Solution 1.1 Alternative 1
The easiest way is to experiment around the likely numbers, as the solution will be unique. If 5 goals this has 30 points so 14 points would be needed, too many. Upping to 6 goals this gives 36 points, requiring 8 behinds, and this is the solution.
Solution 1.2 Alternative 2
More formally, if G is the number of goals and B is the number of behinds, then
6G+B=44 ...(1),
because the total point score is 44, and
G+B=14 ...(2),
because the total number of shots is 14. Subtracting (2) from (1) gives 5G=30, i.e. G=6, leaving, from (2), B=14 - 6 = 8, as in Alternative 1.
Example 1.2
Red rose plants are for sale at $3 each and yellow ones for $5 each. A gardener wants to buy a mixture of both types (at least one of each) and decides to buy 13 in total, with more yellow ones than red ones. The number of dollars he spent could be
(A) 51 (B) 67 (C) 65 (D) 58 (E) 57.
Strategy
Because of the finite nature of the problem, the student could canvass all the possibilities, working out the amounts when the number of yellow flowers varies from 7 to 12 inclusive (yielding all odd numbers between 53 and 63 inclusive). However, the problem could be done algebraically. Here, the students are challenged to define suitable variables and construct the necessary functions. Logical thinking, along with strict attention to the conditions of the problem, will lead students of average ability to the solution.
Solution 1.2 Alternative 1
Suppose the gardener buys x red rose plants, and hence 13-x yellow ones (1≤ x≤ 6 since there is at least one of each type and there are more yellow ones than red ones). Then the total amount of money, in dollars, which is spent, is 3x+5(13-x)=65-2x (remembering 1≤ x≤ 6).

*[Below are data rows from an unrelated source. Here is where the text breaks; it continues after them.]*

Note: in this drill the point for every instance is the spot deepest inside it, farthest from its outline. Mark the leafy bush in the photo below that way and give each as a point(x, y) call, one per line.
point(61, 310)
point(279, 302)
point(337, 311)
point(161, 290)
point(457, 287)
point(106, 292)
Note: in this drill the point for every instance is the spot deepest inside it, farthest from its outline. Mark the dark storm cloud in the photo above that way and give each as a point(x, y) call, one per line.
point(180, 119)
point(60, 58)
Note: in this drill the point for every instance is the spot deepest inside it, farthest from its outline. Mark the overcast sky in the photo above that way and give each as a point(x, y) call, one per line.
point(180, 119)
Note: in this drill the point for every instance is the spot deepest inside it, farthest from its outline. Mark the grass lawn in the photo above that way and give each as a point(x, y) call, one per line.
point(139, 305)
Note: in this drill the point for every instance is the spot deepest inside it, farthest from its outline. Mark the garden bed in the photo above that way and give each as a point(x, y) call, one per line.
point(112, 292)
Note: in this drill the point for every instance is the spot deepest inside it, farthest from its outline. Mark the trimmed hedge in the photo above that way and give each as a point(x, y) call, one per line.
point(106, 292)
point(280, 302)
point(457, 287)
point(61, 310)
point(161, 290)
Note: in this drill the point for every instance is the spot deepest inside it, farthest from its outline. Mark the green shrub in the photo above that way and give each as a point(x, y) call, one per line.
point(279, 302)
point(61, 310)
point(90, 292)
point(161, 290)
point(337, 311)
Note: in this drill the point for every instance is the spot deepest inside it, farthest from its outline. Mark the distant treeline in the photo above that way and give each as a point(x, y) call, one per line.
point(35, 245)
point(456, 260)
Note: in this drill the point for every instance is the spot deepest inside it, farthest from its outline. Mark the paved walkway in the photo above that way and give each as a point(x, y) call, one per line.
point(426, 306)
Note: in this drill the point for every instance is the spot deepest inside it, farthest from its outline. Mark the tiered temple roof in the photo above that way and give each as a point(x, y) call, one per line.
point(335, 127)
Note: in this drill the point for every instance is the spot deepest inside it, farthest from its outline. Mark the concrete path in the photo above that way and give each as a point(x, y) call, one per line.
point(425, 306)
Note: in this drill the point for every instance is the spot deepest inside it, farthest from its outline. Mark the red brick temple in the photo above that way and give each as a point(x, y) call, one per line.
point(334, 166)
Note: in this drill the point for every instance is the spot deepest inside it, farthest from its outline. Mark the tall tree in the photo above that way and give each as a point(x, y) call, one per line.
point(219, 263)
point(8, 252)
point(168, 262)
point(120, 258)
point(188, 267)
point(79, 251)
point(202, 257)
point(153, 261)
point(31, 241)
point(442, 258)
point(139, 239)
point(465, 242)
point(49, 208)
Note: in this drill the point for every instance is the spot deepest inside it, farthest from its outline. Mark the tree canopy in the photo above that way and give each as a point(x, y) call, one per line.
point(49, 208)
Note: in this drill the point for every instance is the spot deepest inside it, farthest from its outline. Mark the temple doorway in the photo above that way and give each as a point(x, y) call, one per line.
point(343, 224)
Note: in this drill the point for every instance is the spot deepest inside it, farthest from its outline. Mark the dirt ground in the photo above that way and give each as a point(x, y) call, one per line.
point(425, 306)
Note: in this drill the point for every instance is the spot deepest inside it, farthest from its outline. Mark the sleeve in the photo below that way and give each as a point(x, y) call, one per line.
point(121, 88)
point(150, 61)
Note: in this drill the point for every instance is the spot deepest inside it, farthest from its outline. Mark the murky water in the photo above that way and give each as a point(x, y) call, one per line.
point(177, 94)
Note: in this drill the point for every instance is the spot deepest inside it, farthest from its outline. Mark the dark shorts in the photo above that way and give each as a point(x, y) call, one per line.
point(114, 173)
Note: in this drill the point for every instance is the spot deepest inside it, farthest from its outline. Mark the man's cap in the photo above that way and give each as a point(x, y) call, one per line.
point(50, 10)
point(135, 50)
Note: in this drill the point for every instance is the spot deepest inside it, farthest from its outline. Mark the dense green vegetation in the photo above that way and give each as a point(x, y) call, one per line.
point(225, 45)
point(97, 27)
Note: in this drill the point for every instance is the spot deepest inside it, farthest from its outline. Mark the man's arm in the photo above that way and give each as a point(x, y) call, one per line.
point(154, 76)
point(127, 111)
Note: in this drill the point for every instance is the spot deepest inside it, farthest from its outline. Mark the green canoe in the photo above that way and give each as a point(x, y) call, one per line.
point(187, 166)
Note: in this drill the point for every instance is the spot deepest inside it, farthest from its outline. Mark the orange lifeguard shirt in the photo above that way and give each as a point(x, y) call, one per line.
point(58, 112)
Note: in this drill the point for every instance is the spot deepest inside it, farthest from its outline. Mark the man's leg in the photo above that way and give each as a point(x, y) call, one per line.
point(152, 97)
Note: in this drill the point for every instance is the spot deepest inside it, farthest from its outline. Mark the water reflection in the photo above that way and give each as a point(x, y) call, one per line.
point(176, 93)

The possible numbers of dollars are thus 63, 61, 59, … , 55, 53. The only answer of these on the offered list is 57, hence the answer is (E).
Solution 1.2 Alternative 2
Or we can directly list the 6 obvious allowed cases and calculate the cost of each.
12 yellow, 1 red, cost = 12 x 5 + 1 x 3 = 63,
11 yellow, 2 red, cost = 11 x 5 + 2 x 3 = 61,
10 yellow, 3 red, cost = 10 x 5 + 3 x 3 = 59,
9 yellow, 4 red, cost = 9 x 5 + 4 x 3 = 57,
8 yellow, 5 red, cost = 8 x 5 + 5 x 3 = 55,
7 yellow, 6 red, cost = 7 x 5 + 6 x 3 = 53.
The only answer of these on the offered list is 57, hence the answer is (E).